La conectividad en la Argentina registró en enero pasado una velocidad de descarga promedio de 75 megabits por segundo (Mbps), con una latencia de 11 milisegundos (ms), lejos del líder regional, Chile, que marcó una velocidad de 263 Mbps y 6 ms.

«Las economías de los países tienden cada vez más hacia lo digital, por eso es importante visualizar que la infraestructura de conectividad es hoy transversal a casi todas las industrias y mercados verticales», señaló el titular de la Cámara Argentina de Internet, Ariel Graizer.

También el jefe de operaciones comerciales de la firma EdgeUno, Marlon Martinez, señaló que «la conectividad es el corazón y la base de todo el ecosistema. La baja latencia y alta disponibilidad son características esenciales a la hora de mejorar la experiencia que el usuario tiene de una herramienta digital».

En ese sentido Argentina está ante una desventaja competitiva respecto de otros países como Chile, Brasil, Uruguay y Paraguay, ya que marcó una mayor latencia y una menor velocidad de descarga, según los resultados del test de velocidad de la firma OOKLA.

Según el Median Country Speeds January 2024 de OOKLA, Chile tiene una velocidad de descarga en promedio de 263 Mbps y una latencia de 6 ms, lo que lo lleva al puesto 4° a nivel mundial.

Mientras que la Argentina, con una velocidad de descarga promedio de 75 Mbps y una latencia de 11 ms, queda en el puesto 74° del ránking global.

Consultado por Télam, Graizer sostuvo que «la conectividad a internet es un habilitador de las industrias y economías regionales y moviliza la creación de emprendimientos productivos y otras iniciativas basadas en el conocimiento, y las TICs que requieren conectividad de calidad para desarrollar todo su potencial».
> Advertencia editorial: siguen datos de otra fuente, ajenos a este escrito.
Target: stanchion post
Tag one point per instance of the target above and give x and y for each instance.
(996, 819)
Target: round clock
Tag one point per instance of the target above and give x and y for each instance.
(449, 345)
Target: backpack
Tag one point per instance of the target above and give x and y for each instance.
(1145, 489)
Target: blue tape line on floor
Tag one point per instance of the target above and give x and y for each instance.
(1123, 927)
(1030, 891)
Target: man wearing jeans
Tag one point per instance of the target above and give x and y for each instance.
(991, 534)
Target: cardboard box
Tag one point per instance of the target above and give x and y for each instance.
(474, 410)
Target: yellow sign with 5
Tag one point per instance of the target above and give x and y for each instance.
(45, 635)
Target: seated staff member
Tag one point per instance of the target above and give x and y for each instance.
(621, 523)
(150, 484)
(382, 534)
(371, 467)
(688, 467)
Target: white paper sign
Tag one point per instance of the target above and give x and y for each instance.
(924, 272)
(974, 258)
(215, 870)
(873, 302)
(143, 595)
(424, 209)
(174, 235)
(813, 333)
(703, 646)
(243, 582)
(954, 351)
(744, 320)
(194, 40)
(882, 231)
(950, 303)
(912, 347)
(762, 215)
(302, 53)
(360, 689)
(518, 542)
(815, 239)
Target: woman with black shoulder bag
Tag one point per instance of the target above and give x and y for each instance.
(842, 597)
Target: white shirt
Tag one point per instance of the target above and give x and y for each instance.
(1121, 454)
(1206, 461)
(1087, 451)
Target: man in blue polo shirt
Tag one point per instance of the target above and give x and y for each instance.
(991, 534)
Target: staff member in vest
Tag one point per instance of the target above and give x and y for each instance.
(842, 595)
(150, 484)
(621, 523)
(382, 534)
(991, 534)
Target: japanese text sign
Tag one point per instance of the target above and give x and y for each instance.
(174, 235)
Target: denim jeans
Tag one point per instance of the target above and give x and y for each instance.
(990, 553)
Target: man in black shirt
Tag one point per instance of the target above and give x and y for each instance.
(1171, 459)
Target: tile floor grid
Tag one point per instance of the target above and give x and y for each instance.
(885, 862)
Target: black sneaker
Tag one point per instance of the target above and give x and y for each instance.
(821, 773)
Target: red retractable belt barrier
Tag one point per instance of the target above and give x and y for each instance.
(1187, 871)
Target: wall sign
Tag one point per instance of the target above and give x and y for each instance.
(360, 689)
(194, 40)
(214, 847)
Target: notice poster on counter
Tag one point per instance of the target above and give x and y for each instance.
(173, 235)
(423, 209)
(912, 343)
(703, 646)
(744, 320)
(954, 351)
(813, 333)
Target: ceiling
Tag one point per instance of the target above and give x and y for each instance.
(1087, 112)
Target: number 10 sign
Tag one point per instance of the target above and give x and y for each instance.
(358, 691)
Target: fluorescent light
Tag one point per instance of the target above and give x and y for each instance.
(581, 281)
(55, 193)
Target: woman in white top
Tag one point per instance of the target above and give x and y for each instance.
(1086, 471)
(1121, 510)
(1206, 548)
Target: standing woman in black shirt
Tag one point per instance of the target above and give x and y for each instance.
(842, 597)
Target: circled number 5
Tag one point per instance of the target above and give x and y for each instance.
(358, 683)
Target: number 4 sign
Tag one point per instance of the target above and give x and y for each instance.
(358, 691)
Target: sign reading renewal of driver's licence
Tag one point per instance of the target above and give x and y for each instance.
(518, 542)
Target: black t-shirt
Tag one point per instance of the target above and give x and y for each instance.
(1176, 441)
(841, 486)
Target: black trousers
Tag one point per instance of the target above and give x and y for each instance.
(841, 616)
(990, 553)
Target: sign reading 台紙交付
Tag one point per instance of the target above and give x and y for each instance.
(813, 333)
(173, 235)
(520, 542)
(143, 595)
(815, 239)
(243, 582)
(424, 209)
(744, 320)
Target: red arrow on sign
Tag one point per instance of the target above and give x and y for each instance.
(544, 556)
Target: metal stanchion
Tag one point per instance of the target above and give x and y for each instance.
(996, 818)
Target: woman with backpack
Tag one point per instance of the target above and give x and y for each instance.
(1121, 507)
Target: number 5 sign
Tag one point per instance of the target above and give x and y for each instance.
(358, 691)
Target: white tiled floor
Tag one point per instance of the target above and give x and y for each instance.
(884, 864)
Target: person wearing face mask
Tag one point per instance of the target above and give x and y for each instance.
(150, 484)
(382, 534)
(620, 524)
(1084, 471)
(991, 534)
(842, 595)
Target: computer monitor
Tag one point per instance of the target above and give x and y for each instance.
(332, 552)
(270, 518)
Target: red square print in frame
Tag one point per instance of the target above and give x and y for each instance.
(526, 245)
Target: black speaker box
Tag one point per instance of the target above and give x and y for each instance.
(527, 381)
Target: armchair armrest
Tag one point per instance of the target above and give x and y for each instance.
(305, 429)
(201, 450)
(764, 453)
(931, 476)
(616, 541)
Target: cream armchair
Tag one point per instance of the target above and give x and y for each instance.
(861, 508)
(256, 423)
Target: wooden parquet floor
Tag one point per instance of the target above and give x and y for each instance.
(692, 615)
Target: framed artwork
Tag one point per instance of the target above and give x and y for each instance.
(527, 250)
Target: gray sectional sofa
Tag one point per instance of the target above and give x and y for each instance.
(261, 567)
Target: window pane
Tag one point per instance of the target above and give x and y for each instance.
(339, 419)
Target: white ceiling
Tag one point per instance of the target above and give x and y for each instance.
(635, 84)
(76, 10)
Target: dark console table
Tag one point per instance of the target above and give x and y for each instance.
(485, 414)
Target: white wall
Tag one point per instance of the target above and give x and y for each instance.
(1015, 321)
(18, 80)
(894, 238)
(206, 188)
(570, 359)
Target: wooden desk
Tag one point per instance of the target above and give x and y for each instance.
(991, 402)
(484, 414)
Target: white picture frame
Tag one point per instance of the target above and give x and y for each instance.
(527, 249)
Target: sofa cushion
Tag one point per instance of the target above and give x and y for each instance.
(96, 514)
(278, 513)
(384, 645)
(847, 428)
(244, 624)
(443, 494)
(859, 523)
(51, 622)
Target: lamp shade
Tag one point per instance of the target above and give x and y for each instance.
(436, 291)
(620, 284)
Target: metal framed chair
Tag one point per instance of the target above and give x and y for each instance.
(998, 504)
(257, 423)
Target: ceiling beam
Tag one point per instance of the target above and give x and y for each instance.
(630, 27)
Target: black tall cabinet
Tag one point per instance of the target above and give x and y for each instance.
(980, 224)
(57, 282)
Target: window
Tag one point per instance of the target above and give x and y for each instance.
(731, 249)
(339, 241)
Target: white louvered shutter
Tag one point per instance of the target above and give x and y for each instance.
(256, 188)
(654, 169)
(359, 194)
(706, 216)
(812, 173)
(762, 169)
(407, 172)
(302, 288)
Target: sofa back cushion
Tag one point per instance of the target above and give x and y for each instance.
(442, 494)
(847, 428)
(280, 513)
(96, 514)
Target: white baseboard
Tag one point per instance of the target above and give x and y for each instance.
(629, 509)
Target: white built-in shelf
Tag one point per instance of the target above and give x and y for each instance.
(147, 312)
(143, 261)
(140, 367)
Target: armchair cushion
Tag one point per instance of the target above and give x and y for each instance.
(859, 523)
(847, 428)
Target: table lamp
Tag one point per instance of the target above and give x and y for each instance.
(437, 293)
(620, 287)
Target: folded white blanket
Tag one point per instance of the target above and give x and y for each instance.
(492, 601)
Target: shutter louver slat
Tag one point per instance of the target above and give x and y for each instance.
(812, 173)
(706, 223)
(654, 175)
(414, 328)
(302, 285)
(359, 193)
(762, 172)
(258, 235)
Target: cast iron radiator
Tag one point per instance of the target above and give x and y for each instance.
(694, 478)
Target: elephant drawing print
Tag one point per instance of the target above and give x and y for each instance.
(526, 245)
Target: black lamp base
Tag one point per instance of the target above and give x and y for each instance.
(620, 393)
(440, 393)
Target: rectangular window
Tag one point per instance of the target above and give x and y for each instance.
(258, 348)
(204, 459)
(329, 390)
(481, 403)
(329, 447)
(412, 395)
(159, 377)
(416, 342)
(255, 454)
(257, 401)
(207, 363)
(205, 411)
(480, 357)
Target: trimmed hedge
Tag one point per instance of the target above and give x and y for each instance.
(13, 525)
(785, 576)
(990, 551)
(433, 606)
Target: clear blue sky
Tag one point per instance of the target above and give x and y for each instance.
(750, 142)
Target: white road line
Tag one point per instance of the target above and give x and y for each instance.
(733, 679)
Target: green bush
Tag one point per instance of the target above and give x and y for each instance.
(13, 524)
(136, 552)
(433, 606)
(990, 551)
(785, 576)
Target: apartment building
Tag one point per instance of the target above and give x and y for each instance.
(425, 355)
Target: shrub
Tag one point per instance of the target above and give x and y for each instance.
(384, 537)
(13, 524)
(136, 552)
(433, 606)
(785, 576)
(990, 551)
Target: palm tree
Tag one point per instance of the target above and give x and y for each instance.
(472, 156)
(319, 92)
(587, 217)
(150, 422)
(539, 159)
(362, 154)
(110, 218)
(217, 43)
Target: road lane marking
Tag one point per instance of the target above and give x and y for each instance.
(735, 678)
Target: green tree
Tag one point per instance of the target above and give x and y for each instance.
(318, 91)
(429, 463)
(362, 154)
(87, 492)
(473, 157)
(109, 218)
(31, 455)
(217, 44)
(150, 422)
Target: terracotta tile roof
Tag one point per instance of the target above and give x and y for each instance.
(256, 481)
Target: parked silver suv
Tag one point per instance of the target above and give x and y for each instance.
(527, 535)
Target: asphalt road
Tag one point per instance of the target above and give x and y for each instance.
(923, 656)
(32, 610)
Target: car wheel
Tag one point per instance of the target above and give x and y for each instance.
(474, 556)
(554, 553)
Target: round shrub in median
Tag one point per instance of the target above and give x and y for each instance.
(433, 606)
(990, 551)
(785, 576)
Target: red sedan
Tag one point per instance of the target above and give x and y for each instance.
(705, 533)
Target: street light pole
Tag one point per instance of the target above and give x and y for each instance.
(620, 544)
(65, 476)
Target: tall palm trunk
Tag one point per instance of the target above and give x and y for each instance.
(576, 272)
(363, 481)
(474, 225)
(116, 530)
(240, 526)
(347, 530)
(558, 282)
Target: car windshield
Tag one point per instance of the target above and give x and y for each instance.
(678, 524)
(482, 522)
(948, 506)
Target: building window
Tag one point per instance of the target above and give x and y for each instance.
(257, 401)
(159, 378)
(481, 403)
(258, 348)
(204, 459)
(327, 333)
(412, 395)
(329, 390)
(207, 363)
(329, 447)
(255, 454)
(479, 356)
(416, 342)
«Es allí donde la capacidad de las redes, que se mide en la velocidad de las conexiones que entrega, la latencia (delay o tiempo de procesamiento) y el tránsito entre redes, son indicadores muy importantes para medir qué tan buena conectividad tenemos».

Explicó que la latencia es un factor cada vez más relevante para mejorar respuestas de telecomando y telecontrol y las aplicaciones de IoT; por ejemplo, para facilitar la conducción remota o autónoma de vehículos, el procesamiento de video en tiempo real, las plataformas de realidad aumentada o las aplicaciones de telemedicina, entre muchas otras.

«Una mayor latencia incide de manera directa y negativa sobre la experiencia y velocidad de procesamiento y respuesta de los sistemas», precisó.

Agregó que «a mayor distancia entre el usuario y los contenidos o el lugar donde se procesa las información, mayor es la latencia, motivo por el que la latencia para un usuario en Argentina que consume un contenido alojado en Estados Unidos es 10 veces superior a la que tiene si ese contenido está en servidores dentro del país (8/10 milisegundos vs 100/120 milisegundos)».

En ese sentido, señaló que además de las inversiones para tener redes «mas robustas», la tendencia «va hacia el procesamiento y almacenamiento local para aplicaciones en tiempo real».

Indicó que para eso «se necesitan redes modernas con la capacidad de resolver con mayor velocidad, con latencias sensiblemente inferiores, con suficiente capilaridad para resolver el cómputo mucho más cerca del usuario que genera la petición o información, generando en los bordes de las redes locales capacidades potentes y contenidos locales».